Sen. Bernie Sanders handily won 46.8% of the vote in the state’s Democratic caucus. Steyer came in fifth in the state but first in Mineral County, where the Walker River Indian Reservation is.

Had Sanders been the nominee, Elveda believes the general election would be a slam dunk for Democrats. She described the Democratic Party as “controlling” in deciding the outcome of the 2020 primary, a repeat of 2016.

But, she said, “here we are right now. And we have to vote for Biden, and we have to get rid of Trump.”


Elveda is driven by centuries of hardships that Native Americans have gone through before securing their rights, and the challenges they still face today. Native Americans only gained voting rights in all 50 states in 1962 — 58 years ago. Because of that, she said, “I want everybody to get involved in the voting process, no matter what party they become a part of.”

Native voters on reservations still face a litany of challenges to make it to the polls. Some of that is due to restrictive voting laws, like North Dakota’s voter ID law and Montana’s restriction of mail-in ballot collections in rural areas, which critics have said amount to blatant voter suppression.

Others are more systemic in nature. Many people who live on reservations are on remote, rural land. Often, they lack clean running water and internet access. Today, 1 in 3 Native Americans live in poverty, and the unemployment rate is consistently higher than that of the rest of the country, especially on reservations. Many Native Americans have serious health issues — and that was before the coronavirus pandemic, which left millions of people jobless and threatened the well-being of reservations that rely on the chronically underfunded Indian Health Service, a federal agency within the Department of Health and Human Services.
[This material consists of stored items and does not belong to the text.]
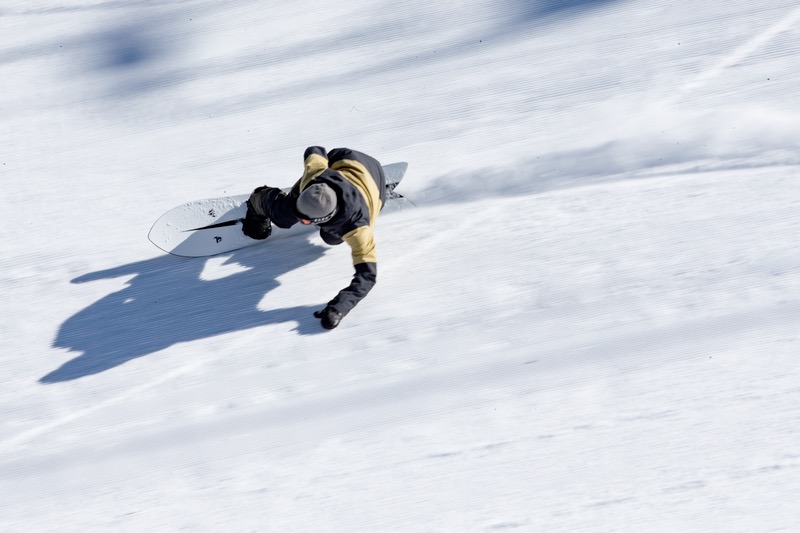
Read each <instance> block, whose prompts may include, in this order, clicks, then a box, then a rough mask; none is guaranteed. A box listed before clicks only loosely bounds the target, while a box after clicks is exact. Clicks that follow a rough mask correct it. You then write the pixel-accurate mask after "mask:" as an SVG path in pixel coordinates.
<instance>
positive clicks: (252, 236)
mask: <svg viewBox="0 0 800 533" xmlns="http://www.w3.org/2000/svg"><path fill="white" fill-rule="evenodd" d="M242 233H244V234H245V235H247V236H248V237H250V238H251V239H258V240H263V239H266V238H267V237H269V236H270V235H272V222H270V220H269V219H268V218H267V217H265V216H264V215H259V214H258V213H256V212H255V211H254V210H253V204H251V203H250V200H248V201H247V214H246V215H245V217H244V222H242Z"/></svg>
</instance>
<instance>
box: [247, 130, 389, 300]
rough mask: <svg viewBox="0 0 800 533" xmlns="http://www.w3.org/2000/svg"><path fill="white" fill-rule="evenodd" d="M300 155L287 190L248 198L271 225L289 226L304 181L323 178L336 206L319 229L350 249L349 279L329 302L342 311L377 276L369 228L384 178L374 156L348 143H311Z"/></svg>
mask: <svg viewBox="0 0 800 533" xmlns="http://www.w3.org/2000/svg"><path fill="white" fill-rule="evenodd" d="M303 160H304V172H303V176H302V177H301V178H300V179H299V180H298V181H297V183H295V184H294V186H293V187H292V188H291V190H290V191H289V193H288V194H287V193H285V192H283V191H282V190H280V189H277V188H272V187H267V188H264V189H261V190H258V191H257V192H254V193H253V194H252V195H251V197H250V202H251V204H252V205H253V209H254V210H255V211H256V212H257V213H259V214H262V215H266V216H267V217H269V218H270V219H271V220H272V222H273V223H274V224H275V225H276V226H278V227H281V228H289V227H291V226H293V225H294V224H296V223H297V222H299V220H300V219H299V216H298V213H297V211H296V209H295V204H296V202H297V197H298V196H300V193H302V192H303V191H304V190H305V189H306V188H307V187H308V186H309V185H312V184H314V183H325V184H326V185H328V186H330V187H331V188H332V189H333V190H334V192H335V193H336V199H337V206H338V207H337V209H338V211H337V213H336V215H335V216H334V217H333V218H332V219H331V220H330V221H328V222H326V223H325V224H321V225H320V226H319V234H320V237H322V240H324V241H325V242H326V243H328V244H331V245H337V244H341V243H343V242H346V243H347V244H348V245H349V246H350V249H351V251H352V258H353V266H354V268H355V274H354V275H353V279H352V281H351V282H350V285H348V286H347V287H345V288H344V289H342V290H341V291H339V294H337V295H336V297H335V298H334V299H333V300H331V301H330V302H329V303H328V305H330V306H332V307H333V308H334V309H336V311H338V312H339V313H341V314H342V315H346V314H347V313H349V312H350V310H351V309H353V307H355V306H356V304H358V302H360V301H361V300H362V299H363V298H364V297H365V296H366V295H367V294H368V293H369V291H370V290H372V287H374V286H375V282H376V281H377V275H378V264H377V260H378V258H377V253H376V246H375V238H374V235H373V228H374V226H375V222H376V221H377V219H378V213H379V212H380V210H381V209H382V208H383V203H384V201H385V200H386V178H385V176H384V174H383V169H382V168H381V164H380V163H379V162H378V161H377V160H376V159H374V158H372V157H370V156H368V155H366V154H363V153H361V152H357V151H355V150H350V149H349V148H336V149H333V150H331V151H330V152H329V153H326V152H325V149H324V148H322V147H320V146H312V147H309V148H307V149H306V151H305V154H304V155H303Z"/></svg>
The state is adapting to some of the more recent challenges to voting.

Nevada is one of a handful of states that have adopted universal mail-in voting during the pandemic, which means every registered voter will receive an official ballot in the mail without having to request it — a system that Trump and Republicans have falsely claimed will lead to widespread voter fraud. And since the pandemic was declared in March, the Nevada Native Vote Project, unable to do voter outreach on the ground, now does a lot of that work via video conferences.

A legal win in 2016 helped lay the foundation for increased voting access on the Walker River Paiute Tribe and the Pyramid Lake Paiute Tribe this year: The two tribes won a lawsuit against the state of Nevada to establish early in-person voting in Schurz, a town on the Walker River Indian Reservation, and early voting and an Election Day polling site in Nixon, a town on the Pyramid Lake Reservation.
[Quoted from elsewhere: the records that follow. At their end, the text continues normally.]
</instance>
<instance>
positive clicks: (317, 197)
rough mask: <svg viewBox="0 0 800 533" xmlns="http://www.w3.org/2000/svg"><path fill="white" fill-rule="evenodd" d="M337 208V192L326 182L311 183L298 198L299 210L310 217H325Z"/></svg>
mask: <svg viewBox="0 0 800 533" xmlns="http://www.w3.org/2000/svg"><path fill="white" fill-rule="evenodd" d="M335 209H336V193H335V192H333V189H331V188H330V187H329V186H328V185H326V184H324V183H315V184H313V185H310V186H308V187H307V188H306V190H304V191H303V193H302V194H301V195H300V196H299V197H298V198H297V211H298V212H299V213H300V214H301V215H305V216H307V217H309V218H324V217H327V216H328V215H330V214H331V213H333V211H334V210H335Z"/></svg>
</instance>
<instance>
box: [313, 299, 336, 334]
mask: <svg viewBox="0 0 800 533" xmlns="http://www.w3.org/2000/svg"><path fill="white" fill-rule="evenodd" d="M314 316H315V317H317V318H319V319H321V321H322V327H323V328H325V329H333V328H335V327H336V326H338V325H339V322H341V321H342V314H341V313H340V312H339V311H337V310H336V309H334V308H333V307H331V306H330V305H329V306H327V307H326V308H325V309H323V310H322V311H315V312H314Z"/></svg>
These victories are not taken lightly by the older citizens in the Walker River Paiute Tribe, Elveda said. She’s optimistic they’ll vote despite the added safety concerns during the pandemic.
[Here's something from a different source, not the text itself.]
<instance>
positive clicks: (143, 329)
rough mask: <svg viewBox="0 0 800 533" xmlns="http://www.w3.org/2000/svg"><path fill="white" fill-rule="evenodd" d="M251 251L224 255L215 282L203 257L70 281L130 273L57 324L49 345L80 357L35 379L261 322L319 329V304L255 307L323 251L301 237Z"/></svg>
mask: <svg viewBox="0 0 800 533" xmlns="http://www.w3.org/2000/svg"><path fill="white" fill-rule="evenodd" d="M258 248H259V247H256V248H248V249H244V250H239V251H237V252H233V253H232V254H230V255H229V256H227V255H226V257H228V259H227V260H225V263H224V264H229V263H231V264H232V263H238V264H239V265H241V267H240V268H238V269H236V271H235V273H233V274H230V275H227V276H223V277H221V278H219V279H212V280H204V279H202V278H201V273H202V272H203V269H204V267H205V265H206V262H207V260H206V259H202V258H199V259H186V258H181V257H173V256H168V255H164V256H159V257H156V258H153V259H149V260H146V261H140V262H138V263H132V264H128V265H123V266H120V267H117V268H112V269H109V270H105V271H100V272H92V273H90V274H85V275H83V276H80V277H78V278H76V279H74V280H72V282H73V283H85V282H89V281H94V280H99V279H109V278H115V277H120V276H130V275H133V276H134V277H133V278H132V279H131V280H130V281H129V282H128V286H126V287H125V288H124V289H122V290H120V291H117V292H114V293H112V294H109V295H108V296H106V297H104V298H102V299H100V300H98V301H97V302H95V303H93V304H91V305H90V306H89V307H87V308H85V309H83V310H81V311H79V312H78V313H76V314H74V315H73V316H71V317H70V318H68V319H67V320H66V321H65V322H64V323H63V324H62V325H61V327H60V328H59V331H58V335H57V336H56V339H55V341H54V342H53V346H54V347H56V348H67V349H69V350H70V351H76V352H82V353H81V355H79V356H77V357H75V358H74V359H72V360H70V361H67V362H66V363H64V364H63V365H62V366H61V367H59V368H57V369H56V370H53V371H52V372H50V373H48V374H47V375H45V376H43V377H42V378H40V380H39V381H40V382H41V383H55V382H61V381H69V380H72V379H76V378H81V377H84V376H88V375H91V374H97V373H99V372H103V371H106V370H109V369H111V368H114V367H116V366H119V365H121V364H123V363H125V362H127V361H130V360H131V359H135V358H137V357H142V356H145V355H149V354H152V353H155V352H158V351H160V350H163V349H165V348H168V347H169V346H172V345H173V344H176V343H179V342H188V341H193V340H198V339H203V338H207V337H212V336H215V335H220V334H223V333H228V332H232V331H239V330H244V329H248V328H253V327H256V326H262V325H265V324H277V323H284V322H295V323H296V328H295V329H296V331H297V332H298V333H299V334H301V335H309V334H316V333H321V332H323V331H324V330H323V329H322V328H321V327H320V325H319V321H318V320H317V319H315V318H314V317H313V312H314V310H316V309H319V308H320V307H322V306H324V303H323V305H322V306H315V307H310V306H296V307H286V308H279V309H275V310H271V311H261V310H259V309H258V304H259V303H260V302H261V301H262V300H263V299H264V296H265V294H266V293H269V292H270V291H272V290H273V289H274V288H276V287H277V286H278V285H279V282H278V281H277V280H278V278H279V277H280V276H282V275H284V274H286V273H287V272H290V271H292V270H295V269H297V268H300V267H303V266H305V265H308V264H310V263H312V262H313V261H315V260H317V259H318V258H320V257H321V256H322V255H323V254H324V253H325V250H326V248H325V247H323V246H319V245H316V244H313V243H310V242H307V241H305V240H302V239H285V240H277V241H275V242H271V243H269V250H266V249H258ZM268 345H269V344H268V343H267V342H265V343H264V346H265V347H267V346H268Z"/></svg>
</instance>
“Our old people here are still our biggest voters in any election — primaries, whatever,” she said. “I think it’s because the older Natives, they remember how hard it was to fight for the right to vote.”

But the pandemic has emphasized the need to protect older people, who represent a connection to tribal history and traditions. Leaving the house, even for voting, now presents an added risk.

Janet Davis, a tribal council member of the Pyramid Lake Paiute Tribe, whose reservation is a 30-minute drive from Reno, said that “a lot of people lack the transportation.”

“They may not move around as well. They may need help coming to the polls,” Davis said.

“Because of the pandemic, they may be reluctant to come to the polling site — even to drop off the ballot,” she added.

Although Maria remains conflicted about whether her vote will count in what she called a “rigged system,” she is making an effort to get people in her tribe engaged with the election. She runs the “Walker River Paiute Tribe Voting” Facebook page, a resource for tribal members, and the more she hears people talk about voting, the more hopeful she is that Native American voters as a group can make a difference in Nevada.

I want them to know that they’re going to be known and heard. I think it does have a big impact on what’s going on,” she said. “But me, personally, there’s a little voice. … I don’t know.”